Given the human habit of unleashing violence in the name of God, perhaps I'm naive, but I tend to believe that the Christian religiosity that's the common currency of great swaths of our country generally does more good than harm, giving people a sense of purpose and community where they might not otherwise have either. But I'm talking mainly about what I call the "good" Jesus -- the Jesus of the Sermon on the Mount, the one who, through his people, clothes the naked and feeds the hungry. In the wake of hurricanes Katrina and Rita, it's that Jesus who's been making the rounds, so much so that Jim Towey, director of the White House Office of Faith-Based and Community Initiatives, came to Baton Rouge to praise the efforts of local churches. (Well he should, too, since the federal government has all but abandoned us to our own resources.) The local newspaper covered the visit in detail. What it failed to do was mention that there might be something suspect in having a White House office of faith-based anything.

Welcome to the Bible Belt, y'all -- or at least to my small and not particularly dogmatic corner of it. (If you want the real thing, you have to go farther north, to Shreveport or Monroe.) South Louisiana is famously laid-back, and while there are those who believe, for example, that Catholics are going to burn in hell because they worship the pope, most folks just want to get along. That said, part of getting along means accommodating local norms, maybe even trampling on the Constitution now and then, because, after all, what's the big deal if the fellows pray before the high school football game?

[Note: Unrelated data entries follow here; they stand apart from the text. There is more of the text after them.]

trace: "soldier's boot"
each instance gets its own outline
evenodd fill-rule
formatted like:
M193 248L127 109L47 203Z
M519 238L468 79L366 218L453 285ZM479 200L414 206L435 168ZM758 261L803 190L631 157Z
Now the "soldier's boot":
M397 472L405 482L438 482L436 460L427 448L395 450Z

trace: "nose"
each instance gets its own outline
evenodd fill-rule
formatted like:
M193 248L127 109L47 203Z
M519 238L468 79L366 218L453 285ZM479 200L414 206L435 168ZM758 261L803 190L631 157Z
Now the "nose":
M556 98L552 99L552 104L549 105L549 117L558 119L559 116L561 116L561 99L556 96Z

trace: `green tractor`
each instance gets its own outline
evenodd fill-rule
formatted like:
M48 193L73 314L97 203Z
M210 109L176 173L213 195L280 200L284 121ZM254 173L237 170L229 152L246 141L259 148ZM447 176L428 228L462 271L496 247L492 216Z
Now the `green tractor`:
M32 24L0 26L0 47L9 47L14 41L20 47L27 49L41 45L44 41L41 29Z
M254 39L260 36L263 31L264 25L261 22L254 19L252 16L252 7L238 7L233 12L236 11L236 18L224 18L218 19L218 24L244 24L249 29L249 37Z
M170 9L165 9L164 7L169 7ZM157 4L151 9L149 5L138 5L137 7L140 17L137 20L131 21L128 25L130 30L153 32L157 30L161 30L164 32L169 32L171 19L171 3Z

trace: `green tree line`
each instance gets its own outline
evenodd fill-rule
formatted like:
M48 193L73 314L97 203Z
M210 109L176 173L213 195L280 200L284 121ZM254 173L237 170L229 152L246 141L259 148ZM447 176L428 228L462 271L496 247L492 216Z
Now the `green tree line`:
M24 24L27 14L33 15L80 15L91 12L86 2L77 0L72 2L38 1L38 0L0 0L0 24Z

It's not like anyone's making them, and, anyway, most of the kids, maybe even all of them, are Christian.

So prevalent is this last sentiment that even the Louisiana State University law school follows it, hanging an enormous Christmas wreath over its imposing neoclassical entrance every December -- to the annual protests of faculty who point out that while such a display may be constitutionally kosher, it's also, at the very least, obnoxious. But the religious sentiments don't come only from the right. In March, the Democratic governor, Kathleen Blanco, endorsed publicly sponsored prayer at Tangipahoa Parish School Board meetings. The black community, which is generally liberal, uniformly voted in favor of a state amendment banning anything that so much as hinted at the legalization of same-sex unions. It's not unusual for a preacher to start things off at political rallies, either. I attended one rally last year, where, on the steps of the state Capitol, people carrying signs that read "Leave No Millionaire Behind" and "When Clinton Lied, No One Died" bowed their heads in the name of Jesus. Not to mention that Christian ministry is a major part of what passes for rehabilitation in the state prisons.

If one common mistake liberals make is assuming that the great majority of Bible-thumping (or tapping) comes from the right, a second -- and to my mind, more important -- mistake is equating this style of religiosity with something as simple as narrow-minded ignorance. Rather, bringing God and his word as expressed in the Bible into the debate points to a profound lack of meaning and vision in our public discourse, and a searing pessimism that anyone, or any institution, in public life might put things right. It points, also, to disgust: disgust not only with our elected leaders but also with the cheapening of life around us, whether by blatant sexuality on television, soaring drug abuse, the acceptance of out-of-wedlock birth or the loss of the communal ties that once grounded us.

As far as I can tell, progressives and liberals of all stripes don't even begin to fathom the despair and confusion most ordinary Americans feel when they hear the latest violent rap song or see a billboard plastered with an image of a 16-year-old clad only in Calvin Klein underwear. The right wing of the Republican Party, on the other hand, has long understood that most Americans yearn for something nobler in our national life, but it doesn't care unless it can use frustration and despair to harvest rage, and rage to harvest votes.

What's the answer? I don't know, but it might help if our political leaders stopped spinning and, like the prophets of old, spoke the truth.

Jennifer Moses is a writer who grew up in McLean and has lived in Baton Rouge for 10 years.